Game-Theoretic Control for Robot Teams

Rosemary Emery-Montemerlo

12th August, 2005

CMU-RI-TR-05-36

Thesis Committee:
Jeff Schneider (co-chair)
Sebastian Thrun (co-chair)
Geoff Gordon
Michael Littman, Rutger, The State University of New Jersey

Planning for a decentralized team of robots is a fundamentally different problem from that of centralized control. During decision making, robots must take into account not only their own observations of world state, but also the possible observations and actions of teammates. While the interconnectedness of such a reasoning process seems to require an infinite recursion of beliefs to be modelled by each member of the team, game theory provides an alternative approach. Partially observable stochastic games (POSGs) generalize notions of single-stage games and Markov decision processes to both multiple agents and partially observable worlds. Even if there is only limited communication between teammates, POSGs allow robots to come up with policies that still take into account possible teammate experiences without the need to explicitly model any recursive beliefs about those experiences.

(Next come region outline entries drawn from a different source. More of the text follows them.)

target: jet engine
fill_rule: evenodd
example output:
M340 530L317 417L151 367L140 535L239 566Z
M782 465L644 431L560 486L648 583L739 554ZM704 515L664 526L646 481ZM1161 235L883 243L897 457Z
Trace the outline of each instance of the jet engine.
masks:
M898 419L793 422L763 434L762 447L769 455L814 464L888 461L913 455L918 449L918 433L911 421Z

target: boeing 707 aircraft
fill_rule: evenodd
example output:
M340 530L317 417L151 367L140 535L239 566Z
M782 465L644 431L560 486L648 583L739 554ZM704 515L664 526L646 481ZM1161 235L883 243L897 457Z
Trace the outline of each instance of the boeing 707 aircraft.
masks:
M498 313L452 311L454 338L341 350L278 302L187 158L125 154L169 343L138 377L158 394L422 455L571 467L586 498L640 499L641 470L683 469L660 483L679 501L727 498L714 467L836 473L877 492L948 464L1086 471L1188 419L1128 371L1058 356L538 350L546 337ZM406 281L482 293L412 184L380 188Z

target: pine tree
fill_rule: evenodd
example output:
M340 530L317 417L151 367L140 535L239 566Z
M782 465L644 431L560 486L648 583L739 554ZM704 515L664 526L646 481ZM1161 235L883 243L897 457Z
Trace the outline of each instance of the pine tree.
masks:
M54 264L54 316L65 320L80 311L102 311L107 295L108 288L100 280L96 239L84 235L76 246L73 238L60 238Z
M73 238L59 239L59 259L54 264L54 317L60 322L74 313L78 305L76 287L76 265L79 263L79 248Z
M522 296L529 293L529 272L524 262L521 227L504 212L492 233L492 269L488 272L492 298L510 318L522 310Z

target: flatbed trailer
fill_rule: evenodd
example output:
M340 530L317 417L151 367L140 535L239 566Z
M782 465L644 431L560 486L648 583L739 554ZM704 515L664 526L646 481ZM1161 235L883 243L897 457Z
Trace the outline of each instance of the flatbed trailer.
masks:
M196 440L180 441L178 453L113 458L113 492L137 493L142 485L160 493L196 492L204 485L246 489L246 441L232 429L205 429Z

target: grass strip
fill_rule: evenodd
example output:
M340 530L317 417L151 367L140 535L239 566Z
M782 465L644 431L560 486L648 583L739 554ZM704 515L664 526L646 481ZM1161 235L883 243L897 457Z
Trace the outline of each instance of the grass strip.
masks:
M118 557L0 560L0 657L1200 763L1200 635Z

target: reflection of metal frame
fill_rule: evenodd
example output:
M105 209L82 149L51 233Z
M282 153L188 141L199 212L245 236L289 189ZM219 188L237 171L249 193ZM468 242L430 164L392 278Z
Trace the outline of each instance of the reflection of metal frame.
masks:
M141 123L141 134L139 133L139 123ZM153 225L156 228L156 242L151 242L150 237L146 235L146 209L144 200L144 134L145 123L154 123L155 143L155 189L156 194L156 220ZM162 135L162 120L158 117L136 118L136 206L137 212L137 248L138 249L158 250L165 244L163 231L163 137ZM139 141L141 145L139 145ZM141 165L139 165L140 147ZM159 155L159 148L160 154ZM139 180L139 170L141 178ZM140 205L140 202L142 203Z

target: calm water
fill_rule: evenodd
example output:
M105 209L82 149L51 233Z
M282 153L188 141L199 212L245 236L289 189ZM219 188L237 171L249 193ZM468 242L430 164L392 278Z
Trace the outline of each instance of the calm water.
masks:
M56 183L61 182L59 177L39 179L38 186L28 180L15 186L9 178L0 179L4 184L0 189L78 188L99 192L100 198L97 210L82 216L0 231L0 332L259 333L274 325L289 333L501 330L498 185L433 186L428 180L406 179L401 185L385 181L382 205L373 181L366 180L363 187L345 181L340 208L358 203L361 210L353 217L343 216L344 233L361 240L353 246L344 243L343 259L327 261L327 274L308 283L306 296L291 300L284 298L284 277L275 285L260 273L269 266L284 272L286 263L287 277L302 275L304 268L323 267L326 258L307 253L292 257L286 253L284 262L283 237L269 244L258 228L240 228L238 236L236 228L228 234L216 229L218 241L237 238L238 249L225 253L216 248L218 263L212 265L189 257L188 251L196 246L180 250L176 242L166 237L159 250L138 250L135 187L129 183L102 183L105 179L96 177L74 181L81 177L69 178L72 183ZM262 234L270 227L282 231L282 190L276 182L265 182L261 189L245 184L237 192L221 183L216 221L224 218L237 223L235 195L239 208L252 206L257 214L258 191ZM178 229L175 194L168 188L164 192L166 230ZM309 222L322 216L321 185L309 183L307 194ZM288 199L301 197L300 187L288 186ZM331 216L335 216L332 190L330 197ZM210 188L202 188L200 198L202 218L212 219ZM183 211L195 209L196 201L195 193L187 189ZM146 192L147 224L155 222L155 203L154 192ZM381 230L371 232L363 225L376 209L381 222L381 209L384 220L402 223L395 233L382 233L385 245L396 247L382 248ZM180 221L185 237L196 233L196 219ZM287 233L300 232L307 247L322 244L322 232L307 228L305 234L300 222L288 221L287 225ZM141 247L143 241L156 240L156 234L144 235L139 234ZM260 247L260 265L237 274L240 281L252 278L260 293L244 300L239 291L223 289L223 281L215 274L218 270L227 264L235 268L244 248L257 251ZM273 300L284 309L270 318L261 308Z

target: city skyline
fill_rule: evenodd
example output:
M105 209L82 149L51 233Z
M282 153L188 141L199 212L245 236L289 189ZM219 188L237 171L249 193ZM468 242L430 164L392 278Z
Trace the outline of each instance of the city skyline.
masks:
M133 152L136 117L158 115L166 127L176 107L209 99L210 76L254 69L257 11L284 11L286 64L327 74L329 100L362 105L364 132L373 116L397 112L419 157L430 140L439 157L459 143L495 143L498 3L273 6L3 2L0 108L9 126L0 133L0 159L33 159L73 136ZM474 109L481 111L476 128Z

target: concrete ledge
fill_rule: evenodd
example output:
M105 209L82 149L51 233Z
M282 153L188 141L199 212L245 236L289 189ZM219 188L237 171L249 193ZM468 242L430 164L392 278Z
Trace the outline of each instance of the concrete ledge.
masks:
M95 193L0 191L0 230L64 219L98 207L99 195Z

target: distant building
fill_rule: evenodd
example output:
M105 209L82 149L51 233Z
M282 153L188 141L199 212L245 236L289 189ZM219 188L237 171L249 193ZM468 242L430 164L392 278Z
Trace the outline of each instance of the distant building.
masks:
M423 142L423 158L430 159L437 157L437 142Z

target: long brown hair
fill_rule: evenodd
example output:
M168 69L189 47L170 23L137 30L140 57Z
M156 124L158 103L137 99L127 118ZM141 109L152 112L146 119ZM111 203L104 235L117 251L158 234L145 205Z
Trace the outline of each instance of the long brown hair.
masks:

While a powerful model of decentralized teams, POSGs are computationally intractable for all but the smallest problems. This dissertation proposes a Bayesian game approximation to POSGs in which game-theoretic reasoning about action selection is retained, but robots reason only a limited time ahead about uncertainty in world state and the experiences of their teammates. Planning and execution are interleaved to further reduce computational burdens: at each timestep, robots perform a step of full game-theoretic reasoning about their current action selection given any possible history of observations and a heuristic evaluation of the expected future value of those decisions.

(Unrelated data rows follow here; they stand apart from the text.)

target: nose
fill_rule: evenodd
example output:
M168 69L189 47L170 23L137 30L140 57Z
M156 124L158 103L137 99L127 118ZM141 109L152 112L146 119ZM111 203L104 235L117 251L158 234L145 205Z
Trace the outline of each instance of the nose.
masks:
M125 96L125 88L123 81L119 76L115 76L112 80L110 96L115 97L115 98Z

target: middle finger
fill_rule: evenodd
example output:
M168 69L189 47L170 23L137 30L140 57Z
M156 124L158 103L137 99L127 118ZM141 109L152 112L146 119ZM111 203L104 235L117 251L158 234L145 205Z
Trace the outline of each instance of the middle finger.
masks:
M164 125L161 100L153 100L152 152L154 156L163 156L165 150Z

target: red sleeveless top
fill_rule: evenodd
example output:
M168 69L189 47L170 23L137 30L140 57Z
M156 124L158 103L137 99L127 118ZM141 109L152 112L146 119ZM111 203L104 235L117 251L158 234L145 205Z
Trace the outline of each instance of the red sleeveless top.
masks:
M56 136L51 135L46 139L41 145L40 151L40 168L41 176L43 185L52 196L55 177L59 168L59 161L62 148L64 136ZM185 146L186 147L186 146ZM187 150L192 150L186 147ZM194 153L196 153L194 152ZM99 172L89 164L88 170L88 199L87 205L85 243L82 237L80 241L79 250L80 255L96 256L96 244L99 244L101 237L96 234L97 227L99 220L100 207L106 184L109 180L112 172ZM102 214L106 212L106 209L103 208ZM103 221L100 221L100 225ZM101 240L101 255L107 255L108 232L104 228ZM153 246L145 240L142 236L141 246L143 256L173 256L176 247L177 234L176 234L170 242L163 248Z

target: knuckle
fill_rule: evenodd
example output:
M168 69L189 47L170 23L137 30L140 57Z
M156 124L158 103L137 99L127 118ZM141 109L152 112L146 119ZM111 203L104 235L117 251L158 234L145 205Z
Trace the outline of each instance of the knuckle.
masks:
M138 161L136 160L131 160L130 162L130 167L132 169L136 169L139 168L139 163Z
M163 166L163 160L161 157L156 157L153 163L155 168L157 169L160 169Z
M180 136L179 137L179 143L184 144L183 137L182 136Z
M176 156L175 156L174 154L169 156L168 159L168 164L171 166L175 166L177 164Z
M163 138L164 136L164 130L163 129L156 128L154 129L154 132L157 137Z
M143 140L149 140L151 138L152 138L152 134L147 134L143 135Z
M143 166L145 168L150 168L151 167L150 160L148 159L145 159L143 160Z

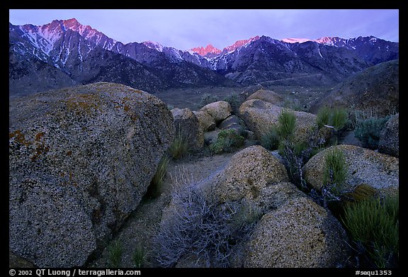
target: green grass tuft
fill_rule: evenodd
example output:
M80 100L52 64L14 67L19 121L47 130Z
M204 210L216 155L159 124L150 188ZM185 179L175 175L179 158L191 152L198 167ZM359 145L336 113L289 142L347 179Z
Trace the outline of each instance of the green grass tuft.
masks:
M296 115L293 111L283 109L278 118L278 121L279 135L284 140L289 138L295 131Z
M375 149L378 148L381 130L387 123L390 116L375 118L370 118L356 123L354 136L365 147Z
M399 206L397 195L382 203L371 198L345 208L343 222L351 237L380 268L392 266L399 259Z
M327 106L324 106L319 110L317 115L316 115L316 123L319 129L322 128L324 125L328 125L330 123L330 116L332 111L330 108Z
M336 196L341 193L347 176L346 159L341 150L334 147L326 154L323 183Z

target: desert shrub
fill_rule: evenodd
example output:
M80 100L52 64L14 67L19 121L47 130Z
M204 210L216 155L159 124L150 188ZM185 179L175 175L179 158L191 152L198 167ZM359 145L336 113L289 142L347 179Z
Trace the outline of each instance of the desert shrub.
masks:
M298 99L294 98L291 99L289 97L286 97L282 103L282 106L290 108L293 111L302 111L302 104Z
M154 243L159 264L174 266L188 254L199 259L206 267L227 267L232 248L240 241L237 234L242 236L241 230L245 229L245 234L249 230L247 221L236 217L239 210L237 205L217 205L216 200L208 199L193 184L172 196L177 212L162 222Z
M232 152L244 145L244 140L234 130L222 130L218 133L217 141L210 145L210 149L215 154Z
M336 199L343 189L346 176L346 159L341 150L334 146L324 158L322 188L324 196Z
M329 125L339 131L346 127L348 121L348 112L344 108L330 108L324 106L319 110L316 116L316 123L319 129L324 125Z
M261 137L261 145L269 150L278 148L285 140L290 140L296 126L296 115L292 111L283 109L278 118L278 124Z
M123 246L119 239L112 242L107 248L110 267L120 267L122 263Z
M332 125L336 130L341 130L348 120L348 113L344 108L335 108L332 115Z
M188 145L187 140L186 140L181 132L179 131L178 134L170 145L167 152L170 157L174 159L178 159L184 157L188 152Z
M380 268L395 266L399 259L399 198L382 203L371 198L349 203L343 222L354 243L362 245Z
M307 188L302 168L310 158L313 145L294 143L287 140L282 141L279 145L279 154L282 157L289 179L302 190Z
M389 116L378 118L370 118L357 122L354 136L363 143L365 147L372 149L378 148L381 130L389 118Z
M295 131L296 115L290 111L283 109L278 118L279 135L283 139L289 138Z
M156 173L150 181L150 185L147 187L147 191L146 192L147 196L152 198L156 198L160 196L163 182L164 178L166 178L166 174L167 173L167 166L169 162L170 159L169 157L166 154L163 155L159 162Z
M328 125L330 123L330 116L332 111L330 108L324 106L319 110L317 115L316 115L316 123L319 129L324 125Z
M144 248L142 247L137 247L133 251L132 254L132 261L133 266L135 268L142 268L146 264L146 253Z

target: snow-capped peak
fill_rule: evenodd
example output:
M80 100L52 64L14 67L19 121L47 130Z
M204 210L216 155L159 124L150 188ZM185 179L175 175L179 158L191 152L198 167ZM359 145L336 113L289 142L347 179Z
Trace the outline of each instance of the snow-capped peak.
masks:
M155 43L154 41L147 40L144 41L143 43L144 45L147 46L149 48L154 49L157 51L162 52L163 51L163 45L160 43Z
M201 46L201 47L198 47L192 48L190 50L193 51L193 52L198 53L201 56L205 56L208 54L218 55L218 54L221 53L221 50L220 49L215 47L214 46L211 45L210 44L205 46L205 47L203 47Z
M309 38L283 38L283 40L281 40L281 41L288 43L303 43L307 41L311 41L311 40L312 40Z
M235 42L235 43L234 43L232 45L230 45L230 46L225 47L224 50L222 50L222 52L227 52L230 53L232 52L235 51L237 49L238 49L242 46L247 45L249 43L251 43L251 42L257 40L259 39L259 36L256 35L255 37L250 38L248 40L237 40Z

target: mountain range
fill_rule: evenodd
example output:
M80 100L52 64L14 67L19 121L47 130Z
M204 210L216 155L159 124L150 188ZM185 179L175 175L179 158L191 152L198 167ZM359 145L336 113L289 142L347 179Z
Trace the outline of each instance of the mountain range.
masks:
M9 23L9 94L94 81L155 93L169 88L247 86L296 79L334 84L399 57L399 43L373 36L276 40L255 36L222 50L123 44L74 18L40 26Z

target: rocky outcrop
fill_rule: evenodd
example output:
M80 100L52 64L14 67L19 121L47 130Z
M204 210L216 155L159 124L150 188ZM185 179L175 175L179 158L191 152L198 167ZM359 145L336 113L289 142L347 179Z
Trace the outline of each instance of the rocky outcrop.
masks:
M392 115L380 137L378 151L398 157L400 156L400 113Z
M323 186L325 157L334 147L313 156L303 166L306 182L315 189ZM399 159L373 150L355 145L340 145L347 166L344 192L366 183L380 193L394 193L399 187Z
M200 111L208 113L217 123L230 116L232 110L228 102L217 101L205 105Z
M280 106L280 103L283 102L283 98L279 94L274 91L265 89L259 89L246 98L246 100L252 99L259 99L278 106Z
M285 166L265 148L254 145L235 154L222 171L200 186L220 203L245 199L266 210L278 205L266 200L270 194L280 197L274 186L288 181Z
M258 223L244 266L336 267L346 258L345 238L331 213L308 198L295 198Z
M40 267L83 266L146 193L171 113L96 83L11 101L9 115L9 248Z
M324 106L356 111L374 111L380 116L398 109L400 103L399 60L370 67L352 75L327 91L312 104L310 111L317 113Z
M248 128L260 139L271 128L278 125L283 108L259 99L244 102L239 108L241 118ZM312 113L289 110L296 115L293 137L295 142L307 142L314 128L317 128L316 115Z
M201 127L203 132L212 131L215 129L215 120L211 115L205 111L193 111L193 113L196 115L197 119L198 120L198 123Z
M334 267L345 259L346 237L340 223L290 183L283 165L261 146L240 151L212 175L185 186L174 194L162 213L164 230L172 232L178 227L183 209L191 208L186 199L197 195L205 199L205 207L220 210L239 207L234 220L254 225L251 234L241 237L232 247L230 266ZM194 193L183 196L188 191ZM200 211L194 210L193 214L200 218ZM211 261L198 251L189 251L180 256L176 266L208 267Z
M222 120L218 126L222 130L233 129L237 132L244 130L244 121L237 115L230 115Z
M198 151L204 146L204 132L198 119L189 108L174 108L176 134L180 134L188 142L191 151Z

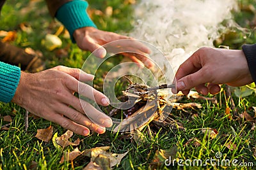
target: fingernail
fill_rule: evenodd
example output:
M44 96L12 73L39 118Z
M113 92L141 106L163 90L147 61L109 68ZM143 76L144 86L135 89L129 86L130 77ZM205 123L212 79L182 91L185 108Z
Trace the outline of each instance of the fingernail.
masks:
M185 84L183 81L177 82L177 89L178 90L182 90L185 89Z
M107 106L109 104L110 101L108 97L105 97L101 99L101 103L104 106Z
M103 128L102 127L99 127L97 129L97 132L99 134L102 134L102 133L105 132L105 128Z
M106 127L111 127L112 126L112 120L109 119L105 119L103 122L103 125Z
M91 74L88 74L88 73L87 73L86 76L88 76L89 79L90 79L90 80L93 80L94 78L95 77L94 75Z
M88 130L84 130L83 132L84 133L84 136L88 136L90 134L90 132Z

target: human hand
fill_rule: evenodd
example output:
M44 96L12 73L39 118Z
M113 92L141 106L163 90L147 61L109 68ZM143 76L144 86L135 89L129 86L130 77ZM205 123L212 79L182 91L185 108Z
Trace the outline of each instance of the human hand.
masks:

The Bayesian game approximation algorithm (BaGA) is able to find solutions to much larger problems than previously solved. Further computational savings are gained by reasoning about groups of similar observation histories rather than single histories. Finally, efficiency and performance are also improved through the use of run-time communication policies that trade off expected gains in performance with the costs of using bandwidth. In this dissertation, the performance of BaGA is compared to policies generated for full POSGs as well as heuristics. BaGA is also used to develop real-time robot controllers for a series of simulated and physical robotic tag problems that gradually increase in realism.